When observational emulation is insufficient:
Not every causal question can be answered by emulating a target trial with available observational data. The emulation may fail if:
- Key eligibility criteria require data not available in the database.
- The treatment strategies of interest were never observed (positivity violations).
- Unmeasured confounders are strong enough that sequential exchangeability is implausible.
- The outcome is too rare or too poorly measured in the database.
In these cases, the target trial framework helps clarify why the emulation is limited and what additional data or study design changes would be needed. This is itself valuable — it prevents researchers from publishing biased estimates while presenting them as valid.
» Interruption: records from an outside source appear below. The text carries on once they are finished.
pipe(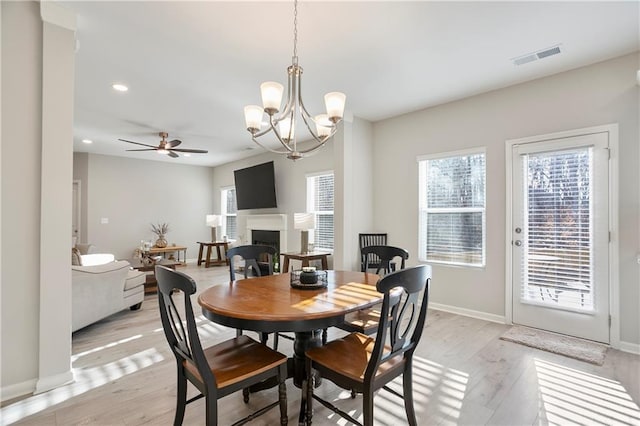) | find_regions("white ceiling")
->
[60,0,640,166]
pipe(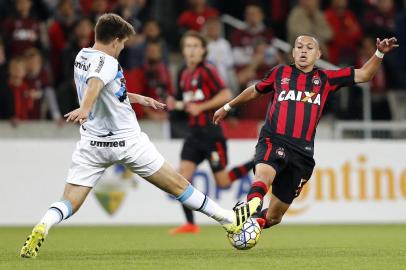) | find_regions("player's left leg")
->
[127,133,254,232]
[144,161,235,227]
[20,139,110,258]
[256,194,290,229]
[20,183,91,258]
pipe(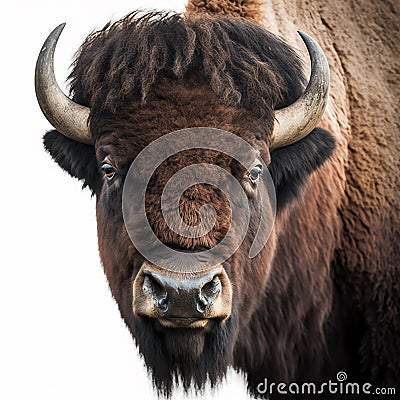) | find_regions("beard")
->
[131,314,237,397]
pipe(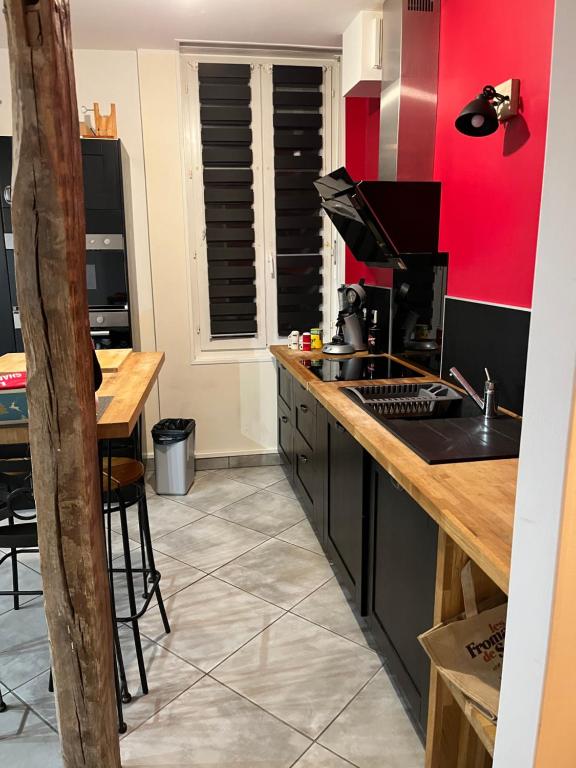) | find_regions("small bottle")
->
[368,309,384,355]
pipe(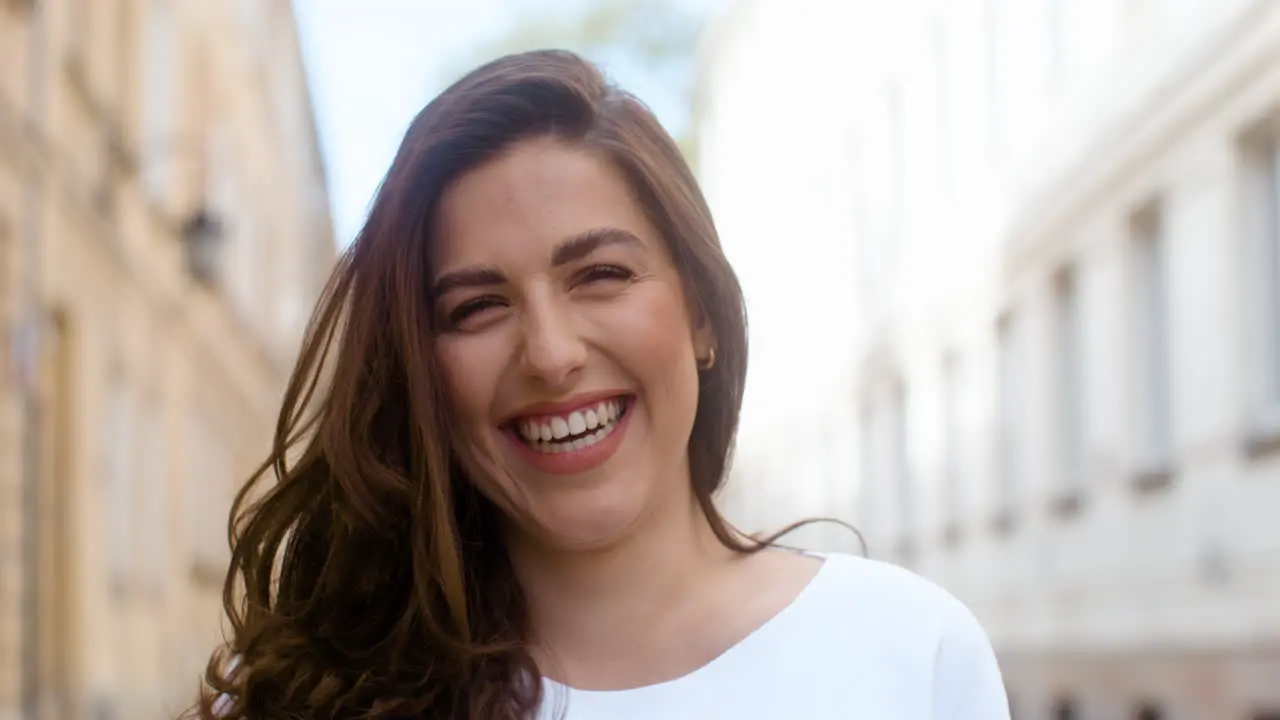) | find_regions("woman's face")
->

Further reading: The target trial emulation framework was developed by Hernán and Robins. Key papers include Hernán & Robins (2016), “Using Big Data to Emulate a Target Trial” in the American Journal of Epidemiology, and the series of application papers in pharmacoepidemiology that followed.
6 Summary
- The intention-to-treat (ITT) effect compares outcomes by assigned strategy; the per-protocol (PP) effect compares outcomes by strategy actually adhered to.
- In observational data, the PP analysis requires time-varying IP weighting to handle confounding of adherence decisions.
- The target trial is the explicit specification of the randomized experiment that the observational analysis attempts to emulate. It includes eligibility criteria, treatment strategies, time zero, outcomes, and analysis plan.
- Time zero must simultaneously mark eligibility, strategy assignment, and follow-up start. Misalignment of these leads to immortal time bias, prevalent user bias, and other systematic errors.
- The sequential trials design eliminates immortal time bias by defining a new “trial” at each calendar time an individual becomes eligible.
- The new user design eliminates prevalent user bias by restricting to individuals who recently initiated treatment.
- The target trial framework unifies observational causal inference: specify the trial first, then choose the g-method for estimation.